I am looking at VIX because I have no idea where markets will be in 1,2,3 or 4 years from now but I do know it will be more volatile than we are used to - hence my simplistic idea to go long VIX futures or call options.  As it has an inverse correlation with the S&P500, it seems like a natural hedge to a long share portfolio.

regarding pips/ticks - I have no idea but in my CFD platform for VIX futures (CFD) it says "Value of One Pip - $200" - maybe its a CFD thing?


----------



## Grinder (10 November 2009)

I'd stay well away from the VIX, all is not what it seems.


----------



## DB008 (10 November 2009)

CWA do Warrants on the VIX among other things. Have a look. But, they put a premium into their products. So, you might get something moving in your favour, but still be at break even.

http://www.cwa.net.au/public/index.php


http://www.cwa.net.au/public/pages.php?id=103


----------



## MRC & Co (9 April 2010)

Anybody got any opinion on what the current low VIX reading means (I know what it means), but i.e. are traders getting complacant?  Perhaps some volatility to come (could it be used as a contrarian indicator?), or is the VIX generally a better 'prediction tool'?  

I don't follow the VIX closely enough, which is why I'm asking for those who genuinely use the VIX to help make their trading decisions.

I remember WayneL used to watch the VIX closely for an indication, but thought he said it's not he same as it used to be?  Has it gone far enough though to become contrarian?


----------



## Grinder (9 April 2010)

I don't put much faith in the VIX, it gives a snapshot of whats going on but more often than it falls short as an indicator.

Adam explains it in detail in todays post.

http://dailyoptionsreport.com/blog/post/be-all-and-vix-all/


----------



## MRC & Co (9 April 2010)

Grinder said:


> I don't put much faith in the VIX, it gives a snapshot of whats going on but more often than it falls short as an indicator.
> 
> Adam explains it in detail in todays post.
> 
> http://dailyoptionsreport.com/blog/post/be-all-and-vix-all/




A reply by one of the ASF options boys, much appreciated Grinder.


----------



## mazzatelli (9 April 2010)

Grinder said:


> I don't put much faith in the VIX, it gives a snapshot of whats going on but more often than it falls short as an indicator.
> 
> http://dailyoptionsreport.com/blog/post/be-all-and-vix-all/




In addition to that article
It's not so much the VIX itself, but people tend to believe in mean reversion for volatility. I've discussed before that vol clustering has more weight than mean reversion.

In a nutshell: just because its low doesn't mean it will revert
Knowing the speed of reversion average and amount of time it clusters in addition would be helpful.

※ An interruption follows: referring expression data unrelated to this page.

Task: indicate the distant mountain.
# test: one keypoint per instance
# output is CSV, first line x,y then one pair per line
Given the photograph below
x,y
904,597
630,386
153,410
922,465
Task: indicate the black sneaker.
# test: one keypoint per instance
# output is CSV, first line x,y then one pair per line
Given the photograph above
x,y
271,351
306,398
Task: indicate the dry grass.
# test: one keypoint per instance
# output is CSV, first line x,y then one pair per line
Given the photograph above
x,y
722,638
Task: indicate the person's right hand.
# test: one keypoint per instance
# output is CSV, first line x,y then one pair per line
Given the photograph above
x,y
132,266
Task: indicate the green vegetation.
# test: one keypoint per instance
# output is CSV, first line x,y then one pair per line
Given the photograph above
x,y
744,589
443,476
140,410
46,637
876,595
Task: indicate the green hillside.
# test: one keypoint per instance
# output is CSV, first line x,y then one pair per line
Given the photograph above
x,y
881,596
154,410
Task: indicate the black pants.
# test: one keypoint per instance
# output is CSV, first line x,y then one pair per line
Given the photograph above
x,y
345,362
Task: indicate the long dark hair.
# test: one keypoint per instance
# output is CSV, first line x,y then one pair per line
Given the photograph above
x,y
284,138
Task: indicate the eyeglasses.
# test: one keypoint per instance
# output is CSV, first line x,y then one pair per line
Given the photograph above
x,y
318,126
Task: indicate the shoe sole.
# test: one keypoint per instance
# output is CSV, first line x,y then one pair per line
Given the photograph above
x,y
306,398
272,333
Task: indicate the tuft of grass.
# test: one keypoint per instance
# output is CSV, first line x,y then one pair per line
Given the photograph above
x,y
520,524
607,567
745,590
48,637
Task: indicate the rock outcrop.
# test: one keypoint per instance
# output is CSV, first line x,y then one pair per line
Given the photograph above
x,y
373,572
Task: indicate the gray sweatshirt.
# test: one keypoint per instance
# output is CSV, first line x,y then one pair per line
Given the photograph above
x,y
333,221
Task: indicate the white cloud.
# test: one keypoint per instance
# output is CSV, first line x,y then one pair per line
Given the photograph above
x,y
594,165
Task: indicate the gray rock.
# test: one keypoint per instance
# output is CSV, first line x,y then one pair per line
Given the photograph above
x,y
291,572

But definitely not an indicator to be taken by itself.

I personally don't follow the VIX, and those I know that do tend to focus on VBI term structures rather than the VIX itself


----------



## Grinder (11 April 2010)

Mazza, with historical models to use when trying to forecast vol, such as ARCH or GARCH which can give off stochastic vol or moving averages and expotential methods as an alternative, what do you like to use?


----------



## CanOz (4 October 2014)

Correction over? Vix as spiked and now after NFP we've got a big bear candle...


----------



## ThingyMajiggy (4 October 2014)

Anyone actually trade the VIX as opposed to using it as an "indicator"? Is it as simple as okay we have NFP coming Friday night, long on Monday for the build up in volatility for nonfarms?


----------



## DeepState (4 October 2014)

ThingyMajiggy said:


> Anyone actually trade the VIX as opposed to using it as an "indicator"?
> 
> Is it as simple as okay we have NFP coming Friday night, long on Monday for the build up in volatility for nonfarms?




VIX is tradable on CBOE via futures and/or options.  People use it to hedge derivative books and asset portfolios as well as to speculate.

It is not as simple as that.  Volatility expectations are baked into the option chain for the S&P 500.  These include allowance for the spikes in volatility that might be anticipated from events like NFP amongst others.  The VIX is then based off those.  To profit, you will need to be better at estimating where 30 day volatility will move to than the market.


----------



## Joules MM1 (22 August 2015)

$SPX cash closed at 1970 .....also a very tough year 
SPX S&P 500 Index (INDEX) -64.84 = 3.19%


price down vix up, surprised? of course not 

(HamzeiAnalytics) when CI's go red vix sells .....

View attachment 63960



> Hamzei Analytics ‏@HunterKillerSub 6h6 hours ago
> 
> #VIX today hits +4 sigma


----------